The teacher could have rented almost anything. Most movies are about death. We could have watched a war movie, a Bruce Lee movie, James Bond, especially On Her Majesty's Secret Service. The Third Man. Almost anything with a dog. I would say The Seventh Seal but it was in a classroom and you'd have to read subtitles from across the room.
Free on Tubi and Pluto.
Sunday, February 15, 2026
The Naked Jungle (1954)
Eleanor Parker travels into the jungles of South America in 1901, married by proxy to belligerent 30ish Charlston Heston.

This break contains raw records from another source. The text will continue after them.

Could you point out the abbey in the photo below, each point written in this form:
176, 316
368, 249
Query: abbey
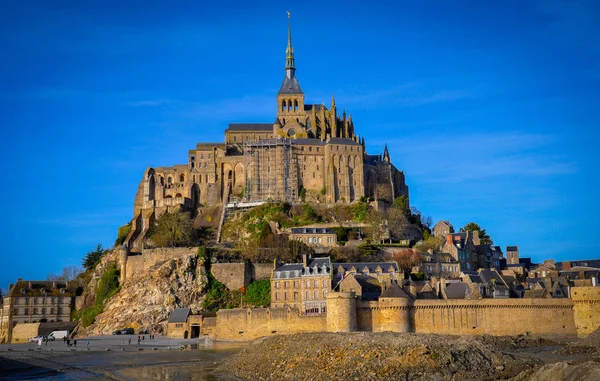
309, 151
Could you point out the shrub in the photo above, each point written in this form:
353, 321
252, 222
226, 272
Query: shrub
258, 293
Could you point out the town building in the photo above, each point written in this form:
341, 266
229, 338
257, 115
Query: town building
442, 229
32, 301
318, 238
308, 148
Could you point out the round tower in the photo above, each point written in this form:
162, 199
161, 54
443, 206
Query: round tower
393, 314
341, 312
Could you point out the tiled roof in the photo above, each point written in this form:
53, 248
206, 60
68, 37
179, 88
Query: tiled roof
179, 315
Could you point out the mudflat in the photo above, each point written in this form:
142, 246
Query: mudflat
182, 363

Wealthy but isolated, Heston is enraged to learn that his wife had been married before, a widow and not a virgin. This was important to him because, he makes it clear, he was an incel and had never known the touch of a woman.
I might have been nine or ten when saw this on TV. My attention span being what it was, I couldn't have paid attention to the weird sex drama that drags on for a full hour. Only the last 30 minutes interested me with the millions of man-eating army ants devouring everything in their path.
"You've both gone mad!" William Conrad says when the couple decides to stay and battle the ants. "You're up against a monster twenty miles long and two miles wide! Forty square miles of agonizing death! You can't stop it!"
The ant stuff was only half an hour and it still seemed slow.
Technicolor. Most of it filmed in a studio, much of it in front of rear screen projections.
They didn't treat the Indians well at all.
Free on Movie Hub and Prime video. $3.99 on Apple TV, and Fandango at Home.